Language for life: funding for new early literary assessment tool

Professor Gail Gillon and her team have received funding to trial an innovative new assessment tool after finding that 61.5% of children starting school in some areas of Canterbury have poor oral language skills.

Professor Gail Gillon, Director of the Child Wellbeing Research Institute at UC, will lead research into assessing young children’s spoken language skills.

Professor Gail Gillon and her team at the University of Canterbury’s (UC) Child Wellbeing Research Institute (CWRI) will address poor spoken language skills in children starting school in Canterbury, with new funding to trial an innovative new assessment tool.

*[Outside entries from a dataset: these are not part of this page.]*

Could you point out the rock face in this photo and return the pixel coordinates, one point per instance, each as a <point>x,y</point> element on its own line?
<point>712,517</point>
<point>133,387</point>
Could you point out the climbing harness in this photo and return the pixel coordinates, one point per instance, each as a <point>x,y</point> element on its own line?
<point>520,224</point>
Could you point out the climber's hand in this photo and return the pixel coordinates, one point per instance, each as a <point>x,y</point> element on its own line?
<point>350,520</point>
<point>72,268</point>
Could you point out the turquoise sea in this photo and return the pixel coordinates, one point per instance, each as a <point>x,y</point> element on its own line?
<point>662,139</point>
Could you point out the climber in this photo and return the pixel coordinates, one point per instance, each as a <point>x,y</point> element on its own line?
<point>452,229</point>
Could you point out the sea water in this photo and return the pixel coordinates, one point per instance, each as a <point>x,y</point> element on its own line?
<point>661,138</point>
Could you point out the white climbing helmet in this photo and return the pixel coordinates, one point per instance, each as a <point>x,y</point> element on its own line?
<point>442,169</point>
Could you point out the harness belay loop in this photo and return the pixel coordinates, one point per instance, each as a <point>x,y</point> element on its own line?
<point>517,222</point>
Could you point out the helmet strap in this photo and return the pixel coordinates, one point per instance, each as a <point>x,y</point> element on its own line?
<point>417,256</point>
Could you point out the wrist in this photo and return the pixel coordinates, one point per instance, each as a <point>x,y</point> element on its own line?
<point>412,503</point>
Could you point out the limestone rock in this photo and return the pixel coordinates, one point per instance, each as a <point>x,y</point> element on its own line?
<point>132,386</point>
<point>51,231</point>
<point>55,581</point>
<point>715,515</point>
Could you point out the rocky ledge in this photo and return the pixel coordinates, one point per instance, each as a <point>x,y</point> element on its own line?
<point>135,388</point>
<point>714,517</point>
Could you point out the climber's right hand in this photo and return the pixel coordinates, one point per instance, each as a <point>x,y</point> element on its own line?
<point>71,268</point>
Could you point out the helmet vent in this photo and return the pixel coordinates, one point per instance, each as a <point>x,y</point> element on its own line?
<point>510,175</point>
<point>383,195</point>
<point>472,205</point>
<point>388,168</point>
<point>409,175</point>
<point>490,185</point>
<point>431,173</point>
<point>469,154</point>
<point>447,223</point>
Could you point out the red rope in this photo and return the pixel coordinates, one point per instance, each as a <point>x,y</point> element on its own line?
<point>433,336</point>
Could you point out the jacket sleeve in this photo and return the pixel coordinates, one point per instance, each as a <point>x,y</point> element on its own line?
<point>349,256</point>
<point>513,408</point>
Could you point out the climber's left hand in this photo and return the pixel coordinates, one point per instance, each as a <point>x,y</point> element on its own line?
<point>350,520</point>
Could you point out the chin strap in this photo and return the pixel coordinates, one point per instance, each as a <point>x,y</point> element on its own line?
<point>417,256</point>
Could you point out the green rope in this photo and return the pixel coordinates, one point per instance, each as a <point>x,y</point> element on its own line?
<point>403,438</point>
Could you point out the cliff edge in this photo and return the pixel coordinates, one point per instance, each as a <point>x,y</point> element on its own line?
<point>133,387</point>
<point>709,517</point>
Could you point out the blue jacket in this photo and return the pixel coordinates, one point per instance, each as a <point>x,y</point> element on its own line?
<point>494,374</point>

In some areas of Canterbury, alarming numbers of children are starting school with low oral language skills.

Professor Gillon’s team assessed 247 new entrant children in lower decile schools in Christchurch. They found that 61.5% of the children had poor oral language skills, and 40 of these children also had speech difficulties.

As part of their work developing the Better Start Literacy Approach, to find the most efficient and effective ways to accelerate early literacy development, the team then created a culturally responsive online oral language assessment for pre-school aged children.

They recently received $100,000 from the Canterbury Medical Research Foundation (CMRF) to trial this assessment tool.

Positive health and life outcomes are associated with higher levels of literacy, Professor Gillon says.

“Poor oral language skills at new entrant level can lead to ongoing difficulties with literacy, which can then lead to poor outcomes in other areas such as health. Therefore it is crucial that we identify these children before they start school, and introduce appropriate support that will help to get them back on track with their language development and life journey.”

The CWRI research will focus on four-year-old children with speech-language impairment, those at risk for dyslexia or learning difficulties, and those who have low levels of oral language. The team will investigate how reliably the game-like and culturally appropriate assessments can monitor the development of children’s oral literacy.

They will work with some 50 pre-school children and their whānau, selected from the larger Better Start National Science Challenge research group of 600 children.

The team’s approach is to support children and their families through a holistic, strengths-based lens.

“A strengths-based, or solution-based, perspective within this research context will focus on the learning environments, health practices, family and community supports that lead to successful outcomes,” Professor Gillon says. “We want to recognise children’s efforts and their emerging capabilities and strengths and really encourage their progress.”

The research aligns with Te Rūnanga o Ngāi Tahu’s health strategy, which seeks to empower whānau to engage in determining their own health pathways. “Enhancing equitable health outcomes for Māori, Pasifika and those from low-income families is an urgent national priority and is a priority for the Canterbury region. Improving individuals’ health literacy is vital to reducing health inequities, especially in this Covid environment.”

The CMRF has provided $30 million in funding to Canterbury-based medical researchers since its inception 60 years ago. This year’s funded projects, totalling $1 million, include studies on heart failure; Alzheimer’s disease; Parkinson’s disease; cystic fibrosis; Legionnaire’s disease; pneumonia and the ongoing impact of the mosque attacks.